Quanto al concetto di opere di completamento, con riferimento ad una fattispecie consistente nel “completamento delle opere civili, interne ed esterne, quali tramezzature, tompagnature, intonaci, pavimentazione, infissi, impianti eseguiti a norma, allacciamenti ai servizi di erogazione primaria quali quello elettrico, telefonico, del gas, acquedotto nonché l’allacciamento fognario e, inoltre, nell’esecuzione degli ultimi due rampanti della scala esistente”, il T.A.R. Campania qualificava i suddetti interventi come “opere tutte sicuramente non comportanti modificazioni strutturali tali da rendere il manufatto diverso da quello condonando, all’epoca della presentazione dell’istanza completo al rustico e munito di copertura e tompagnature” (T.A.R. Campania, Napoli, sentenza n. 8088 del 17 giugno 2006).
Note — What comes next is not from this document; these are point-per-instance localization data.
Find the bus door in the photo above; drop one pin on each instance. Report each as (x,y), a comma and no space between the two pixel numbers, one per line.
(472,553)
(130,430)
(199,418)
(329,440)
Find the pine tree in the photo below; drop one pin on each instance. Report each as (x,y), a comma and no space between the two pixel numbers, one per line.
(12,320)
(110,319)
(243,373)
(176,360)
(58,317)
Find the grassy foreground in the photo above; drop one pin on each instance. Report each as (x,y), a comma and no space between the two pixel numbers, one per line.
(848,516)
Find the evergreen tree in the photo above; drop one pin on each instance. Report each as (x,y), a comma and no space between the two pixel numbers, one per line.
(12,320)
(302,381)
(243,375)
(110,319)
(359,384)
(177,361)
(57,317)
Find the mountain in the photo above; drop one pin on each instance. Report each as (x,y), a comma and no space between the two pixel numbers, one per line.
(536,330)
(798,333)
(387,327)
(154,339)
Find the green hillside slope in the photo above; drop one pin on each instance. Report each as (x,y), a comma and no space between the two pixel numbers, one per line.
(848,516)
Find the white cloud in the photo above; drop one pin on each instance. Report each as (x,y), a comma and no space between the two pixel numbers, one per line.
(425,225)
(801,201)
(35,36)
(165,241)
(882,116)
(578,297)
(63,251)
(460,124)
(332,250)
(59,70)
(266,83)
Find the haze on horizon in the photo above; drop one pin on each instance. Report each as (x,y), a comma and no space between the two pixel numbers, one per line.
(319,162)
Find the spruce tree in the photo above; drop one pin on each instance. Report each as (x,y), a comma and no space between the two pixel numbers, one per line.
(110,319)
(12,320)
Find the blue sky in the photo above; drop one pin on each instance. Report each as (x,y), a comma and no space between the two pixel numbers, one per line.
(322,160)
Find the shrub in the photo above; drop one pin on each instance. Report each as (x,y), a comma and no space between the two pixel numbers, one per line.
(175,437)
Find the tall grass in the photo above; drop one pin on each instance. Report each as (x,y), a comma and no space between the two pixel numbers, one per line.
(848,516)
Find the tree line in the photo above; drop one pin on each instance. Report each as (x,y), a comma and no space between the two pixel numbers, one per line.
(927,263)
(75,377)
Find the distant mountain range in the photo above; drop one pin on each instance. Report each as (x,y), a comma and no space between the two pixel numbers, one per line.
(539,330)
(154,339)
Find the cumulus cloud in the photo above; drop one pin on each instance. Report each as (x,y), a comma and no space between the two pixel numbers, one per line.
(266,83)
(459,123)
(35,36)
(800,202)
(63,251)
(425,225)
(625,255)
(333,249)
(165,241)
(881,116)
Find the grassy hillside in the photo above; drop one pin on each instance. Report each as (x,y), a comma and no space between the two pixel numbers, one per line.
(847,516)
I criteri fondamentali, di elaborazione giurisprudenziale, che consentono di contraddistinguere la fattispecie dei lavori di completamento sono indicati in questi termini:
“Le caratteristiche essenziali dei lavori di completamento di cui all’art. 35, comma 8 della legge n. 47 del 1985, consistono nella loro assoluta necessità ai fini della utilizzabilità concreta del manufatto oggetto di condono e nella irrilevanza o, comunque, marginalità delle stesse, nel senso che le medesime non devono essere tali da aggiungere un quid novi alla consistenza ed alla conformazione strutturale dell’edificio così come oggettivamente identificabile al momento della ultimazione.
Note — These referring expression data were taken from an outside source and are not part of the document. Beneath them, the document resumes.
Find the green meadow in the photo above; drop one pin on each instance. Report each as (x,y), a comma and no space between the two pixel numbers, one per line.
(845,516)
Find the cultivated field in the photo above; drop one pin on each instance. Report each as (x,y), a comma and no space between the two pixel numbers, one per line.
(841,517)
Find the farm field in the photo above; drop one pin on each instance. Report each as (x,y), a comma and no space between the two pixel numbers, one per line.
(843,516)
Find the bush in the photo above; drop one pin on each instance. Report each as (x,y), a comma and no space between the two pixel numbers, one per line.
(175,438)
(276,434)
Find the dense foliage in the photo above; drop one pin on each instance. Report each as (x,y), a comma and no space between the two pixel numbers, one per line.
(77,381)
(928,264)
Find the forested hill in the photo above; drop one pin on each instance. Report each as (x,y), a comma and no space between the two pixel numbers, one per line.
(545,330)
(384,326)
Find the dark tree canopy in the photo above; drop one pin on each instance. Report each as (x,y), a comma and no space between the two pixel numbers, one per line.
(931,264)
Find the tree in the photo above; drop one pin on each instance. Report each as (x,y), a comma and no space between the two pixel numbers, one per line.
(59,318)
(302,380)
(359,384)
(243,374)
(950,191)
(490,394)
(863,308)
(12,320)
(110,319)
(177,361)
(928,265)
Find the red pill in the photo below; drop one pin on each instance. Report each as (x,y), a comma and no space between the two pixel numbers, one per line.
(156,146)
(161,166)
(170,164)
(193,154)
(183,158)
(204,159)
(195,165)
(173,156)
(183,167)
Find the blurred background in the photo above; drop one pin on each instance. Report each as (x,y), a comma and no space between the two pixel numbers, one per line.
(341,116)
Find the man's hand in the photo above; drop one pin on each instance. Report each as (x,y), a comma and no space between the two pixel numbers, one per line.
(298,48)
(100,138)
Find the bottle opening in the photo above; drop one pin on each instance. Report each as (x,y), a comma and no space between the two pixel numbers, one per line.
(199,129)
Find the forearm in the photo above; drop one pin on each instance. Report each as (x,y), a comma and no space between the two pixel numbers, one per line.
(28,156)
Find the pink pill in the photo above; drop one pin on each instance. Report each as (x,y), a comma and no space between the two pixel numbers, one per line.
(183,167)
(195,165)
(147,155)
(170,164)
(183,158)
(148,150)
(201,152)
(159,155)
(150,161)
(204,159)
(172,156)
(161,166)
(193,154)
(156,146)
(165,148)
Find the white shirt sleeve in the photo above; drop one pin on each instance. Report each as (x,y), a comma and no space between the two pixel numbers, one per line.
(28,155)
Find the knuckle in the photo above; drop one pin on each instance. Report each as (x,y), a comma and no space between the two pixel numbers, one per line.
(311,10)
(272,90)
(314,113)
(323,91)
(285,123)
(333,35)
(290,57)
Non possono, quindi, essere considerate opere di completamento quelle che realizzino nuovi volumi o attribuiscano una diversa caratterizzazione strutturale e tipologica al manufatto già realizzato (cfr. T.A.R. Lombardia Milano, sez. II, 27 novembre 1991, n. 1316 che ha escluso la natura di opere di completamento per quelle volte alla chiusura e al tamponamento di una preesistente tettoia, manufatto, autonomamente utilizzabile e condonabile anche in assenza dell’esecuzione delle predette opere; cfr. altresì T.A.R. Lazio, sez. II, 29 maggio 1990, n. 1156, per cui non può essere legittimamente eseguito un edificio su di una platea di cemento già realizzata invocando il potere di completamento di cui all’art. 35 cit., trattandosi di opera già di per sè completa e funzionale come piazzale di servizio o di parcheggio rispetto ad altro fabbricato)” (T.A.R. Lombardia, sentenza n. 3815 del 28 giugno 2005, vedasi anche T.A.R. Lombardia, n. 1316 del 27 novembre 1991).
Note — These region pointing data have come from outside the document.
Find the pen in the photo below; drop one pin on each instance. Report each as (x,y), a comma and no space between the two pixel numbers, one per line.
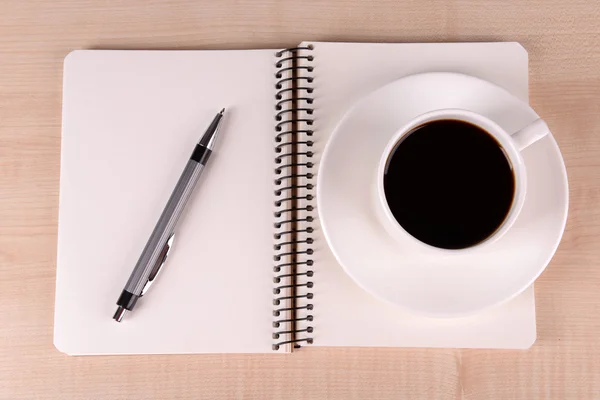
(157,248)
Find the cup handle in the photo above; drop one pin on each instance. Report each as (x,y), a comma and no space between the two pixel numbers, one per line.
(530,134)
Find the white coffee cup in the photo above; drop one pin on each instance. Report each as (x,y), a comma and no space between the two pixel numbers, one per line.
(511,143)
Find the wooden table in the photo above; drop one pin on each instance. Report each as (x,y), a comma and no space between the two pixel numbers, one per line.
(563,40)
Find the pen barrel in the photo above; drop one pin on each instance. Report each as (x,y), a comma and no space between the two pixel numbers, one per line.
(164,227)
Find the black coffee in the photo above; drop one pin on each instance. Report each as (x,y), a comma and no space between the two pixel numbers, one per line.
(449,184)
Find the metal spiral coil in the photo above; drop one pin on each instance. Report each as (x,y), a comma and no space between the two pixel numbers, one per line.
(293,263)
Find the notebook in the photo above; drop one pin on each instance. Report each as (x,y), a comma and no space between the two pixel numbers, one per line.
(250,270)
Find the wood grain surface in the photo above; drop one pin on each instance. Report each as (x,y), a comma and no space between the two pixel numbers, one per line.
(563,40)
Riassumendo i suddetti criteri, sono considerate opere di completamento quelle assolutamente necessarie ai fi ni della utilizzabilità concreta del manufatto e marginali rispetto alla conformazione strutturale dell’edificio. In termini negativi, non sono opere di completamento quelle che realizzino nuovi volumi ed aggiungano un quid novi alla consistenza ed alla conformazione strutturale e tipologica dell’edificio. Nel rispetto dei suddetti criteri, appare inoltre pacifico che la finalità della norma sia proprio quella di consentire la realizzazione di quegli interventi necessari a garantire la concreta utilizzabilità del manufatto rimasto incompiuto (in questi termini: Consiglio di Stato, sentenza n. 6072 del 20 giugno 2006).